É de vital importância a presença do treinamento durante e após as modificações.

O controle e acompanhamento das ocorrências durante as mudanças, devem fazer parte do processo para que se obtenha sucesso.

As mudanças precisam ser estudadas com a finalidade de verificar se não trouxeram nenhuma conseqüência imprevisível e se resolveram de forma satisfatória o problema inicial.

Neste momento deve ocorrer o controle das modificações que é feito no local, junto aos funcionários.

Segue-se então após todas as fases anteriores completadas à manutenção, quando se acompanha a evolução da situação com intuito de prevenção e até antecipação de situações futuras.

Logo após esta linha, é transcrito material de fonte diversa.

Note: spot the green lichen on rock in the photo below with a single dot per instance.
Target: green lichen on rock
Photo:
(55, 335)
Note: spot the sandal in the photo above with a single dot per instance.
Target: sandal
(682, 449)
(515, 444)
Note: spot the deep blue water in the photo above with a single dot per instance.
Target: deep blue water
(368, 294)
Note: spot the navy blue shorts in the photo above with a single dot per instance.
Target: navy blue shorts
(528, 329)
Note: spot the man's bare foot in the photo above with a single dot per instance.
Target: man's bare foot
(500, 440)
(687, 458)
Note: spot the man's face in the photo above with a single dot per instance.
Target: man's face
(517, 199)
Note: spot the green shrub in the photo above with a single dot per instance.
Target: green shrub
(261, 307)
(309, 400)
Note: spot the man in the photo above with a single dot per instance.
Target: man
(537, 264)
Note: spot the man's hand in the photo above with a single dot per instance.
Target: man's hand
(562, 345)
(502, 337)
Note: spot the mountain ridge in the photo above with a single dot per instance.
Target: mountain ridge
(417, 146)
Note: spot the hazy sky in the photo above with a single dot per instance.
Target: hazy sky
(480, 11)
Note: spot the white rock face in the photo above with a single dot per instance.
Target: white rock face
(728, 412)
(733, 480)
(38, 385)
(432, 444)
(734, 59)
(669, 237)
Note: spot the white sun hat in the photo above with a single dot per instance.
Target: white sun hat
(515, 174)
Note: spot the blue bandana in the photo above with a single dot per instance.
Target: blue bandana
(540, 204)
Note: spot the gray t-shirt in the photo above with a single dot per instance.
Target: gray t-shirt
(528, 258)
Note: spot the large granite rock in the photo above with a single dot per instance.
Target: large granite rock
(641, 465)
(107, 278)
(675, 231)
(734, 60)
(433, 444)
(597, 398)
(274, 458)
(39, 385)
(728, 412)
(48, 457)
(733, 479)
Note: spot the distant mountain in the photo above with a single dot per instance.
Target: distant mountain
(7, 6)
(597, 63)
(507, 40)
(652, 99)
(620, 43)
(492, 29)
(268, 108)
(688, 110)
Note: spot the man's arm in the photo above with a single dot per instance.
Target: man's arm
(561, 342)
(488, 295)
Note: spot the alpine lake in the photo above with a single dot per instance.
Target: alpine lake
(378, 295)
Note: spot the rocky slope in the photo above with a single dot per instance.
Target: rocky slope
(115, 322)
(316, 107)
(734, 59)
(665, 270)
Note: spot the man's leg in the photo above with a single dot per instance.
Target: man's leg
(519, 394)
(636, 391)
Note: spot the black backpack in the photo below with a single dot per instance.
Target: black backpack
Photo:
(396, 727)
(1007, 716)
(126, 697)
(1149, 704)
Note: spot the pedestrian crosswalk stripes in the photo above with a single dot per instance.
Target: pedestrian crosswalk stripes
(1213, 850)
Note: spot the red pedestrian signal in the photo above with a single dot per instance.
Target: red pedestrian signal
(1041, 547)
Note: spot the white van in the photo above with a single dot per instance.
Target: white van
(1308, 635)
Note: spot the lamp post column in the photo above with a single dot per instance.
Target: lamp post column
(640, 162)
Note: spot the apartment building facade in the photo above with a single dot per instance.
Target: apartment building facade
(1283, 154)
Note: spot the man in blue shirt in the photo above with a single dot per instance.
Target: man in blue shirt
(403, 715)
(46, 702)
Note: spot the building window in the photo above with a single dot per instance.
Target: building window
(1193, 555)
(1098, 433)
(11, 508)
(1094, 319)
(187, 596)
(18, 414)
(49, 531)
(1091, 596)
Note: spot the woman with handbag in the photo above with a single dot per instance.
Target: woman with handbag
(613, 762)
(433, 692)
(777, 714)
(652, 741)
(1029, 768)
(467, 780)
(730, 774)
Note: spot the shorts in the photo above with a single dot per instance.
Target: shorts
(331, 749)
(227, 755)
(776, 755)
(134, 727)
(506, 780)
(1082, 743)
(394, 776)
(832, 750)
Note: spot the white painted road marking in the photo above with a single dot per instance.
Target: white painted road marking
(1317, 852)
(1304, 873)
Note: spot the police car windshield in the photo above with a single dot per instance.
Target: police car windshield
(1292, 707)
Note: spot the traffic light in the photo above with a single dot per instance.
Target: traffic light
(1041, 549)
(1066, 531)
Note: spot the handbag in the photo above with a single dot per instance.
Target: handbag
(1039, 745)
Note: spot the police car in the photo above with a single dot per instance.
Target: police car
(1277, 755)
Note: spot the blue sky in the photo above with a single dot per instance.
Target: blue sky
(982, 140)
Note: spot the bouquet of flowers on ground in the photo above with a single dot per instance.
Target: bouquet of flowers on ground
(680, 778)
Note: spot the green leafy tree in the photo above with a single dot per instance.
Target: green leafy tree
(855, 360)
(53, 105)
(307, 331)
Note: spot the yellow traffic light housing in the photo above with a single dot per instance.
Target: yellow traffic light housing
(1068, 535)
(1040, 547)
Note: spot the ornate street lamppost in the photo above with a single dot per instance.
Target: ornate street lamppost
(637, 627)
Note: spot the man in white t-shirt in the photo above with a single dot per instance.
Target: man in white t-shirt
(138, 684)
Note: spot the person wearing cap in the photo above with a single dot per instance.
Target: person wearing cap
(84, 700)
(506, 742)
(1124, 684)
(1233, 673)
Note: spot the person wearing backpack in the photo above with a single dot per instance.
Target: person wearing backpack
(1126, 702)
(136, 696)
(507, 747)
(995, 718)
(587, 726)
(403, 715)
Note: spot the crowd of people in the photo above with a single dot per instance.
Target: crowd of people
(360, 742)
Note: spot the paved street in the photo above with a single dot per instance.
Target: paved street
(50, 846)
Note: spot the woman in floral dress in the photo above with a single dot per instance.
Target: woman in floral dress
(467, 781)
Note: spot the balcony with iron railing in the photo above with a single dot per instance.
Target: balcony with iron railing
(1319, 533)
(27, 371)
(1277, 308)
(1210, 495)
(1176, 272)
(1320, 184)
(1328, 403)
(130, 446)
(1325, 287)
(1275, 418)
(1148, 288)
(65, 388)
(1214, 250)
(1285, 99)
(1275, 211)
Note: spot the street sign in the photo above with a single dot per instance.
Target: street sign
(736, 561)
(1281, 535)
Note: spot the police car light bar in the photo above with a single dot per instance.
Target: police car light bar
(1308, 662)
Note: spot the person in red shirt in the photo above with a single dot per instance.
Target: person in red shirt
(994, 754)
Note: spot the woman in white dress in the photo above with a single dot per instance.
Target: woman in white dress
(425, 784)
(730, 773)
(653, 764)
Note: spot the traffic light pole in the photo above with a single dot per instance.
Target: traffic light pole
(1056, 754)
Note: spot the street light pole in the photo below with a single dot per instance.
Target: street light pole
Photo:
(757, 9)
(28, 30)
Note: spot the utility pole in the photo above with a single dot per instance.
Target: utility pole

Sendo o usuário o principal agente modificador do processo produtivo, deve-se analisar periodicamente, a execução de sua tarefa levando-se em conta os conceitos de trabalho prescrito e trabalho real.

Nem sempre a solução que é melhor ergonomicamente é viável ou até definitiva, as conseqüências devem sempre ser analisadas cuidadosamente.

É imprescindível o acompanhamento após as modificações.

As intervenções ergonômicas devem sempre ser contínuas e dinâmicas para que surtam efeito.

Reduzir a penosidade humana no trabalho, visando sua adaptação e a racionalização do sistema produtivo, transforma o que antes era sofrimento em uma atividade agradável, gratificante e produtiva.